A wonderful article from Forbes that talks about some promising new trends in philanthropy. Click here to see the original.
1. Impact investing is seen as the most promising trend by most philanthropists, 52%, worldwide, according to the BNP Paribas Individual Philanthropy Index 2015. While not strictly philanthropy, impact investing, which prioritizes social and environmental returns before financial returns, is exciting to many people who care about philanthropy and social change. It offers the potential of unleashing a huge base of capital to fund sustainable market solutions. By investing in companies that actively contribute to society, impact investing is contrasted with socially responsible investing, which aims to avoid certain companies, sectors or regions.

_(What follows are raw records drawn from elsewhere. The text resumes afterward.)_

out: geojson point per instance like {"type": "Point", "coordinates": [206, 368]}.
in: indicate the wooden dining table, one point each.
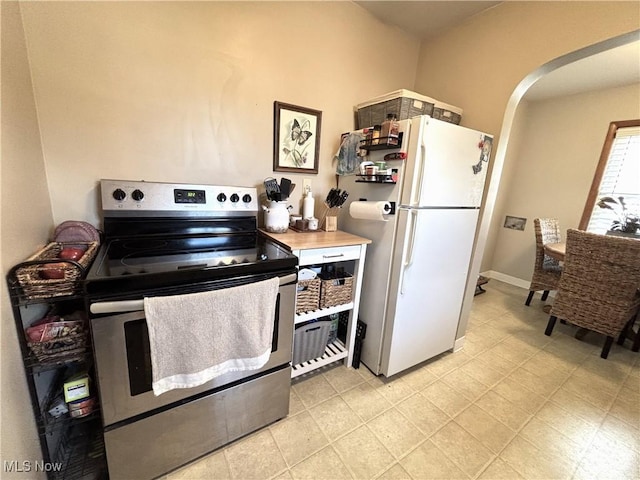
{"type": "Point", "coordinates": [556, 250]}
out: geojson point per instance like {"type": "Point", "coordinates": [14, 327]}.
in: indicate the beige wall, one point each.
{"type": "Point", "coordinates": [184, 92]}
{"type": "Point", "coordinates": [163, 91]}
{"type": "Point", "coordinates": [552, 167]}
{"type": "Point", "coordinates": [25, 219]}
{"type": "Point", "coordinates": [478, 64]}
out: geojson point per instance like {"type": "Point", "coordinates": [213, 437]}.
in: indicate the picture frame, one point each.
{"type": "Point", "coordinates": [515, 223]}
{"type": "Point", "coordinates": [296, 138]}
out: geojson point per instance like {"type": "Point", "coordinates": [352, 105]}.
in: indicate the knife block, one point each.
{"type": "Point", "coordinates": [331, 223]}
{"type": "Point", "coordinates": [329, 219]}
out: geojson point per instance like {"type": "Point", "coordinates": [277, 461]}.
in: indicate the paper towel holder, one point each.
{"type": "Point", "coordinates": [392, 206]}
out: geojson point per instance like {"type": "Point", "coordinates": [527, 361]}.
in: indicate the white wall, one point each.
{"type": "Point", "coordinates": [26, 219]}
{"type": "Point", "coordinates": [184, 91]}
{"type": "Point", "coordinates": [552, 167]}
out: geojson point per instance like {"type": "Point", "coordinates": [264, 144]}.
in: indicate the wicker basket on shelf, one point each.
{"type": "Point", "coordinates": [32, 273]}
{"type": "Point", "coordinates": [307, 295]}
{"type": "Point", "coordinates": [69, 341]}
{"type": "Point", "coordinates": [336, 291]}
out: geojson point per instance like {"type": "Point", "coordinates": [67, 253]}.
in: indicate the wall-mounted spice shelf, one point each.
{"type": "Point", "coordinates": [381, 144]}
{"type": "Point", "coordinates": [378, 178]}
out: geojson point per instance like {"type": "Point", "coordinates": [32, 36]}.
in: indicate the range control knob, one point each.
{"type": "Point", "coordinates": [119, 194]}
{"type": "Point", "coordinates": [137, 195]}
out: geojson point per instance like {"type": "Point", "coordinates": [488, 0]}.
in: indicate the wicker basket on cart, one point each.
{"type": "Point", "coordinates": [66, 345]}
{"type": "Point", "coordinates": [307, 295]}
{"type": "Point", "coordinates": [31, 274]}
{"type": "Point", "coordinates": [336, 291]}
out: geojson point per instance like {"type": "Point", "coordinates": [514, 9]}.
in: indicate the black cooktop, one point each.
{"type": "Point", "coordinates": [140, 263]}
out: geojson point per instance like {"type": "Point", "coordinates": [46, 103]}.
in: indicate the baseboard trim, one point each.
{"type": "Point", "coordinates": [503, 277]}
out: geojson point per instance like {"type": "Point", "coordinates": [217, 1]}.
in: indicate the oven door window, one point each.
{"type": "Point", "coordinates": [139, 356]}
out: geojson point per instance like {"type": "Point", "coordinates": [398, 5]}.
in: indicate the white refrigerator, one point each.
{"type": "Point", "coordinates": [418, 264]}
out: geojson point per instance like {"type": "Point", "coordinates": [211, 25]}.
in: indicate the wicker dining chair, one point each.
{"type": "Point", "coordinates": [547, 270]}
{"type": "Point", "coordinates": [599, 287]}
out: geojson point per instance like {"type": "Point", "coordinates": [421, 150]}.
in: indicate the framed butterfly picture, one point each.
{"type": "Point", "coordinates": [296, 138]}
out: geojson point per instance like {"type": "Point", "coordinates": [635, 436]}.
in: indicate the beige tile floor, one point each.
{"type": "Point", "coordinates": [513, 404]}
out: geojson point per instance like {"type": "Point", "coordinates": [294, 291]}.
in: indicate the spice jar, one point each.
{"type": "Point", "coordinates": [389, 130]}
{"type": "Point", "coordinates": [375, 135]}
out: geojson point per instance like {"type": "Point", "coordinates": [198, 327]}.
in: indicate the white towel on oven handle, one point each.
{"type": "Point", "coordinates": [197, 337]}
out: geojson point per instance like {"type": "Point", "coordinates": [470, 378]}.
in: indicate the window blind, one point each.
{"type": "Point", "coordinates": [621, 178]}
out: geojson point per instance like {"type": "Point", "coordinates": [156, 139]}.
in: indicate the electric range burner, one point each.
{"type": "Point", "coordinates": [140, 257]}
{"type": "Point", "coordinates": [156, 239]}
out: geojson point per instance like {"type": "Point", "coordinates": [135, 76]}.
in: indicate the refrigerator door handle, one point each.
{"type": "Point", "coordinates": [409, 258]}
{"type": "Point", "coordinates": [422, 159]}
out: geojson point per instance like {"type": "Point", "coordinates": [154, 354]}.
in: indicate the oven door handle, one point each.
{"type": "Point", "coordinates": [138, 305]}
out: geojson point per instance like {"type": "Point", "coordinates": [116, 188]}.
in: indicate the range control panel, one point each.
{"type": "Point", "coordinates": [125, 197]}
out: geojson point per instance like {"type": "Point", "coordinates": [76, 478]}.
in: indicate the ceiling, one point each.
{"type": "Point", "coordinates": [424, 19]}
{"type": "Point", "coordinates": [427, 19]}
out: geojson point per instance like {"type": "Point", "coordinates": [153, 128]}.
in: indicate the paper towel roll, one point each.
{"type": "Point", "coordinates": [370, 210]}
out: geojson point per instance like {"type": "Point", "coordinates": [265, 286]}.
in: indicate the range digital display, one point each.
{"type": "Point", "coordinates": [189, 196]}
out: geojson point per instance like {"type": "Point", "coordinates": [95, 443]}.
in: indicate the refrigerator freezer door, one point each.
{"type": "Point", "coordinates": [448, 165]}
{"type": "Point", "coordinates": [428, 279]}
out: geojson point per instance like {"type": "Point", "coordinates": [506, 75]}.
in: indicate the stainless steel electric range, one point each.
{"type": "Point", "coordinates": [173, 239]}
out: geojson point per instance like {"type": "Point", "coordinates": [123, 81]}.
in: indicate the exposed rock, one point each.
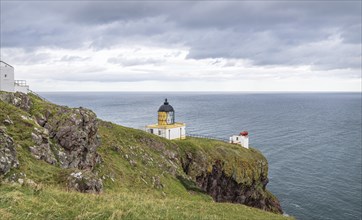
{"type": "Point", "coordinates": [8, 157]}
{"type": "Point", "coordinates": [85, 181]}
{"type": "Point", "coordinates": [17, 99]}
{"type": "Point", "coordinates": [8, 121]}
{"type": "Point", "coordinates": [223, 188]}
{"type": "Point", "coordinates": [157, 182]}
{"type": "Point", "coordinates": [75, 130]}
{"type": "Point", "coordinates": [228, 188]}
{"type": "Point", "coordinates": [42, 149]}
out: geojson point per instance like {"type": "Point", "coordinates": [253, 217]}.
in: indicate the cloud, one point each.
{"type": "Point", "coordinates": [202, 40]}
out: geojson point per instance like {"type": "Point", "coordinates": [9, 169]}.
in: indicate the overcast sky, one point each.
{"type": "Point", "coordinates": [184, 45]}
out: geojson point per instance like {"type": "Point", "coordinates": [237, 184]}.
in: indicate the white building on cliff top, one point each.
{"type": "Point", "coordinates": [7, 81]}
{"type": "Point", "coordinates": [242, 139]}
{"type": "Point", "coordinates": [166, 126]}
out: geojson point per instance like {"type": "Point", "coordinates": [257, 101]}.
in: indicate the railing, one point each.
{"type": "Point", "coordinates": [207, 137]}
{"type": "Point", "coordinates": [20, 82]}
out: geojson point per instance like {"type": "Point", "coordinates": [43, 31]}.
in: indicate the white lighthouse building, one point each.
{"type": "Point", "coordinates": [8, 82]}
{"type": "Point", "coordinates": [242, 139]}
{"type": "Point", "coordinates": [166, 126]}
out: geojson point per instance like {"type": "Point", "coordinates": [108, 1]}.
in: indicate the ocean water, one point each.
{"type": "Point", "coordinates": [311, 140]}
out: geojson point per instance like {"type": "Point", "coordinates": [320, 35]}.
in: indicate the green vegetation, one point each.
{"type": "Point", "coordinates": [52, 203]}
{"type": "Point", "coordinates": [142, 176]}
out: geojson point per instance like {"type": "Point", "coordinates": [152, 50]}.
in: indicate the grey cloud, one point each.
{"type": "Point", "coordinates": [67, 58]}
{"type": "Point", "coordinates": [124, 61]}
{"type": "Point", "coordinates": [264, 32]}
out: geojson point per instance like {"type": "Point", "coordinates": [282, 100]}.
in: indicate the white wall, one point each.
{"type": "Point", "coordinates": [23, 89]}
{"type": "Point", "coordinates": [6, 78]}
{"type": "Point", "coordinates": [170, 133]}
{"type": "Point", "coordinates": [242, 140]}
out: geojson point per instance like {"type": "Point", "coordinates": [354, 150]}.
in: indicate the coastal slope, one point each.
{"type": "Point", "coordinates": [83, 167]}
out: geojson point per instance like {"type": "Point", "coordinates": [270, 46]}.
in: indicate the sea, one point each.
{"type": "Point", "coordinates": [312, 140]}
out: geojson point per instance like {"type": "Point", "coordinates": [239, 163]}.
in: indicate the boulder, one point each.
{"type": "Point", "coordinates": [75, 131]}
{"type": "Point", "coordinates": [8, 157]}
{"type": "Point", "coordinates": [85, 181]}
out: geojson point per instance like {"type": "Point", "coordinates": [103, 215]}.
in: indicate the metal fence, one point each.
{"type": "Point", "coordinates": [207, 137]}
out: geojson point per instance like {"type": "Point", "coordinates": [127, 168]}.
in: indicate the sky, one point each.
{"type": "Point", "coordinates": [257, 46]}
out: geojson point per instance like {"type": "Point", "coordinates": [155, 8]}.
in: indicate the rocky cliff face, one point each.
{"type": "Point", "coordinates": [242, 182]}
{"type": "Point", "coordinates": [68, 138]}
{"type": "Point", "coordinates": [62, 137]}
{"type": "Point", "coordinates": [8, 157]}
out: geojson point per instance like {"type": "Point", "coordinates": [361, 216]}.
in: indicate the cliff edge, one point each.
{"type": "Point", "coordinates": [43, 145]}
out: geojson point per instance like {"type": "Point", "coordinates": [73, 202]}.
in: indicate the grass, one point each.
{"type": "Point", "coordinates": [53, 203]}
{"type": "Point", "coordinates": [141, 173]}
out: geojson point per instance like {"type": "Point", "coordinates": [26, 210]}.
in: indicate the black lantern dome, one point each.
{"type": "Point", "coordinates": [166, 107]}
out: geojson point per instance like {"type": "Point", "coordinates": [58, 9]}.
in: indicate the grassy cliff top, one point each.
{"type": "Point", "coordinates": [142, 175]}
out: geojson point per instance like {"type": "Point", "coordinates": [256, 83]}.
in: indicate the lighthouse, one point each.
{"type": "Point", "coordinates": [166, 126]}
{"type": "Point", "coordinates": [242, 139]}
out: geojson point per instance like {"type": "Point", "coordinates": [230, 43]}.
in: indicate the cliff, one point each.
{"type": "Point", "coordinates": [55, 151]}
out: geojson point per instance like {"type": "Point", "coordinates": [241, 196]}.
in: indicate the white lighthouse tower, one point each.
{"type": "Point", "coordinates": [242, 139]}
{"type": "Point", "coordinates": [166, 126]}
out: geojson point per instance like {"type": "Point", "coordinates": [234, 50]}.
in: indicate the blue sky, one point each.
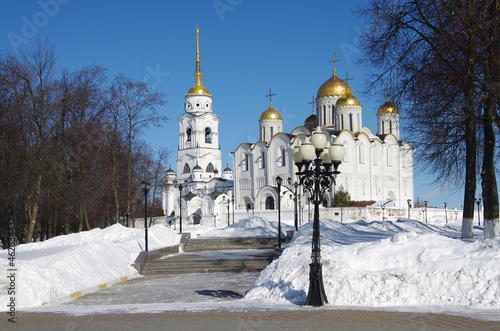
{"type": "Point", "coordinates": [246, 48]}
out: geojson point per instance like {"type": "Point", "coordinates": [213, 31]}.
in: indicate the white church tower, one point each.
{"type": "Point", "coordinates": [199, 156]}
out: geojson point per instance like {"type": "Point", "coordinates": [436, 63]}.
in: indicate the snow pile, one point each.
{"type": "Point", "coordinates": [253, 226]}
{"type": "Point", "coordinates": [58, 267]}
{"type": "Point", "coordinates": [387, 264]}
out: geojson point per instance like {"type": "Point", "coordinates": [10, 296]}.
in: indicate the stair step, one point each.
{"type": "Point", "coordinates": [212, 255]}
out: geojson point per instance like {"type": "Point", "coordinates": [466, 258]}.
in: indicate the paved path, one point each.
{"type": "Point", "coordinates": [212, 301]}
{"type": "Point", "coordinates": [306, 319]}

One of the most vocal evangelists of impact investing is Austrian-born U.S. technology entrepreneur, Charly Kleissner. He stresses that financial returns vary by mission: currently, for instance, it’s more difficult to make money investing in projects promoting social justice than it is investing in ecological ventures. He also points out that impact investing is not an asset class but an approach that can be carried through many different classes, such as impact bonds.
Kleissner and his wife Lisa created the KL Felicitas Foundation, which blends grant making with impact investing. The Kleissners are also tirelessly traveling the world, rallying investors to impact investing. “We are not the only ones anymore, It’s a global groundswell,” says Kleissner.They now have some 50 asset owners committed to their 100% Impact Network, which demands that investors make a commitment to put 100% of the investable assets of one of their leading invest- ment vehicles into impact investments. The total amount of money committed by the 100% Impact Network members is around $4 billion. The Kleissners’ goal for the next decade: to get from $4 billion to $400 billion.
2 & 3 Collaborative philanthropy (51%) and Sharing of data, best practices, needs and skills (51%) closely follow impact investing as promising trends. This is understandable considering the large number of organizations and the resulting fragmentation of the sector. Collaboration is one way to make it effective. “I don’t have a problem with the large number of organizations as long as they talk to each other,” says Gerry Salole, chief executive of the European Foundation Centre.
Although many philanthropists see this area as important, the ability to collaborate is an Achilles heel for many foundations, according to Salole. As autonomous and independent entities, they are not naturally designed to collaborate. Fortunately, many in the sector are beginning to see the light, as several consortia (e.g., On Disability, Historical Cities Alliance and the Accessible Cities Alliance) have begun to work together more regularly as part of the Network of European Foundations.
Many of the philanthropists Forbes Insights spoke with point to collaboration with governments as the ultimate scaling up of their activities. They are hoping to incubate innovative ideas and get state funding.
4. Addressing root causes of social problems rather than treating the symptoms of those problems, is the fourth most promising trend (48%). As an example, a philanthropist who is concerned about homelessness might provide direct services, such as contributing to shelters and food programs. In contrast, a systems change approach would look at what’s causing people to become homeless in the first place and how to impact social systems so that that does not happen.
Interestingly, the Middle East stands out by giving the highest ranking to philanthropy aimed at eliminating the root cause of a problem instead of alleviating symptoms. This may be due to the long-term and patient approach that Middle Easterners display toward philanthropy. The 2014 BNP Paribas Individual Philanthropy Index revealed that philanthropists from the Middle East are willing to wait the longest to see the results of their philanthropy.
Aaron Dorfman, executive director of the National Committee for Responsive Philanthropy, a Washington, D.C.-based research and advocacy organization, believes that many philanthropists underinvest in the highly leveraged strategies of advocacy, civic engagement and systems-change work. NCRP conducted a series of studies to help show the return on investment for funding of those strategies, and found a return of 115 to 1, which is far higher than for funding direct services.
While systems-change philanthropy is growing in popularity, Dorfman thinks that the sector is still underfunded, a state of affairs that he attributes to an inability to show direct impact. “Our research was designed to add clarity and counteract that fuzziness. But I think that still persists to some degree,” he says.
5. Venture philanthropy, the type of giving that melds philanthropy with a venture capital structure, is ranked as the fifth most promising trend worlwide (45%). It is ranked the highest in the United States (53%) where it comes in second. This type of philanthropy can be very effective in certain areas, such as highly capital intensive medical research. It is allowing Debra Miller, founder of CureDuchenne, to accelerate medical research and clinical trials, and to bring to market medication to cure a terminal illness that afflicts her son and 300,000 other boys worldwide.